Bagian VI : SKANDAL DI TEMPAT KERJA

Bagian 6: Antara Pulang atau Pergi

Kirana duduk di pojok kamar tidur, dengan koper kecil di depannya.
Isinya hanya pakaian secukupnya dan satu buku jurnal tipis — tempat ia menuliskan tanggal, waktu, dan kenangan diam-diam bersama Reza.

Malam itu…
suaminya, Andra, duduk di ruang tengah.
Menunggu Kirana keluar dari kamar.

Ia tidak berteriak. Tidak marah. Tidak melempar barang seperti yang sering digambarkan drama televisi.

Justru sebaliknya.

“Aku udah tahu, Kirana,” ucap Andra dengan suara yang nyaris tak terdengar.
“Bukan cuma tentang hotel… tapi juga tentang caramu tersenyum belakangan ini.”

Kirana menahan napas.
Tapi air matanya jatuh juga.

“Aku bukan suami yang sempurna,” lanjut Andra, “dan mungkin aku terlalu sibuk ngejar hidup sampai lupa bahagiain kamu.”

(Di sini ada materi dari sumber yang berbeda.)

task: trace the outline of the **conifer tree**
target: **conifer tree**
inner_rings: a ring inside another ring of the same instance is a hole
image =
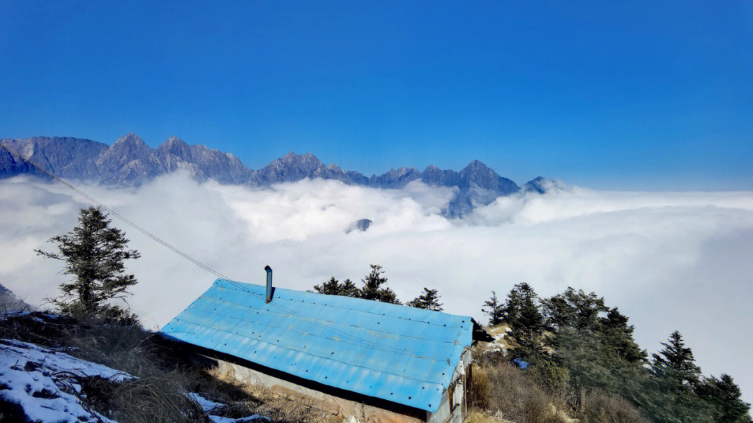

“Tapi kamu… bisa memilih malam ini. Antara tetap jadi istriku… atau jadi wanita dari pria yang bukan milikmu.”

Hening.

Kirana berjalan keluar kamar, membawa kopernya.
Ia berdiri di depan suaminya.
Menatap lelaki yang sudah tidur bersamanya selama bertahun-tahun,
tapi akhir-akhir ini tak lagi menyentuhnya dengan rasa.

“Aku gak tahu harus bilang apa. Tapi kamu benar… aku harus memilih.”

Andra mengangguk pelan.

“Kalau kamu pergi, aku gak akan tahan kamu. Tapi kamu harus tahu…
…kalau kamu pulang, kita mulai dari awal. Tapi jangan setengah hati.”

Kirana berjalan keluar rumah malam itu.

Naik taksi.
Tujuannya tidak ke hotel. Tidak ke rumah Reza.
Tapi ke apartemen sewa harian, di mana ia bisa sendiri. Tanpa gelar “istri”. Tanpa status “selingkuhan”.

Hanya sebagai Kirana.

Dan malam itu, ia menulis surat.

✉️ Isi Surat Kirana – ditujukan untuk Reza:

Reza…

Aku tahu malam itu kita terdiam karena kita sama-sama tahu: semua ini akan berakhir.

Bukan karena kita tidak saling ingin, tapi karena dunia nyata tidak pernah adil bagi rasa yang lahir di tempat gelap.

Aku memilih pergi dari rumah. Tapi bukan untukmu. Bukan juga untuk Andra. Tapi untuk diriku sendiri.

Aku ingin tahu… apakah aku bisa hidup tanpa merasa jadi “kepunyaan” siapa-siapa.

Tapi jika suatu hari kamu berdiri di depan pintu tempat baru yang aku tinggali… dan kamu masih ingin mencintaiku — bukan sebagai pelarian, tapi sebagai pilihan…

Maka aku akan buka pintu itu.

Tapi hanya kalau kamu datang… sendiri.